“My Glacier backpack trip was epic, to say the least. I have to remember to look at my photos frequently to keep my head in the right direction.”
On an epic backpacking trip to Glacier National Park, Rob L., an avid recycler, composter, and tap water enthusiast from Ohio, had plenty of time to reflect on the beauty of our natural world and what gives him hope.
Rob’s philosophy? “We only got one Mother Earth baby. Some of the changes we are making to our world are not able to be reversed. I don’t think most people want this legacy passed on to our kids. I get real afraid to look into that crystal ball sometimes.”
“Photographs do no justice to any place of grandeur. Glacier National Park is hands down overwhelming. One really needs to spend a few days in the true interior, away from the pavement. All I can say is you realize you are not top of the food chain as a human being. We were mere guests in the big house that the Grizzly lives! Some parts of the trails can be a bit treacherous, it is hard at times to not be ooing and awing at some mountain peak and lose footing on a steep section of trail.”
“We are lucky our forefathers had the inclination to set this National Park aside so we can experience it as our Native American’s did, for the most part. When I say for the most part, the few remaining glaciers may be a thing of the past if our climate continues the path its on.”
Rob describes his “little contributions to help our big planet.” He dutifully drives his plastics, glass, newsprint, and cardboard to his local recycling center, ever since curbside pickup was taken away. He also created a compost bin by wiring three wood pallets together and turning it with a pitchfork every so often. As far as plastic water bottles, he absolutely hates them and calls them one of the worst recycling nightmares on the planet.

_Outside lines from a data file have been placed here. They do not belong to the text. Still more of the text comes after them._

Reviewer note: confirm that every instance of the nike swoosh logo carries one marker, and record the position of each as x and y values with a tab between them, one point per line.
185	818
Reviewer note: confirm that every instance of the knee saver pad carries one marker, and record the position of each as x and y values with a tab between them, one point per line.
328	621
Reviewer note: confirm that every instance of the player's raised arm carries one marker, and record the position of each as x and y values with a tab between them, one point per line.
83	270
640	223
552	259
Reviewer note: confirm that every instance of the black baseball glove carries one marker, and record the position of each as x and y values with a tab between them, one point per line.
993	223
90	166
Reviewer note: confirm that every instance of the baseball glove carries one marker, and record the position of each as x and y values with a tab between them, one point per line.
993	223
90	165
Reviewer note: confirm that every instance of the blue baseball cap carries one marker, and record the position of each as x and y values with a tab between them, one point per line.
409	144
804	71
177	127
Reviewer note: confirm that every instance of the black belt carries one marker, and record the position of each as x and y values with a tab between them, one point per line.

“What give me hope are organizations like We Add Up (we swear, we didn’t make him say this). I feel there are so many people who are willing to be kinder to our earth, but whether out of ignorance or laziness, need to be reminded of better habits. I just hope our children see the value of conservation. Yes, breaking some bad habits may not be convenient or politically cost-effective (in the present). We seem to hear a lot of “green” talk these days from the powers that be, unfortunately I think it is hollow rhetoric. The energy that has been generated by lots of grassroots groups from the ground on up, is going to have to be the driving force.”
Rob highly recommends his outfitter, Glacier Guides, because “they are a very class act. They are all about conservation - everything was packed in and back out. Our guide Andy was top notch; very professional, awesome personality, very conscientious of all our little needs, and he cooked up gourmet meals on a white gas backpack stove.”